Майор сторонился постоялых дворов, предпочитая укрываться на ночь за крепкими стенами монастырскими. Лишь в исключительных случаях он вынужден был останавливаться в сельских гостиницах, предпринимая меры безопасности немалые.

Вот и в Бреслау, въехав в самый центр города, высекая подковами искры из брусчатки ратушной площади, он сразу направился в цистерцианское аббатство и попросился на ночлег, обещая пожертвование щедрое монастырю и благочестивым монахам.
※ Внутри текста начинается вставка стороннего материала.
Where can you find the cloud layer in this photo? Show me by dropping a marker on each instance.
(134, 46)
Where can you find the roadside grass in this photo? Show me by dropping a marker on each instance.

Стоя на обязательной вечерней мессе в толпе молящихся, Синклер обдумывал дальнейший маршрут. Впереди были еще два силезских города — Нейштадт и Грюнберг, а дальше лежали земли германские. Не забывая во время креститься и шептать слова молитвы, дабы не вызвать подозрений окружающих, его мозг лихорадочно рассчитывал расстояния и переходы дневные. До Нейштадта было слишком близко, до Грюнберга, наоборот, далеко.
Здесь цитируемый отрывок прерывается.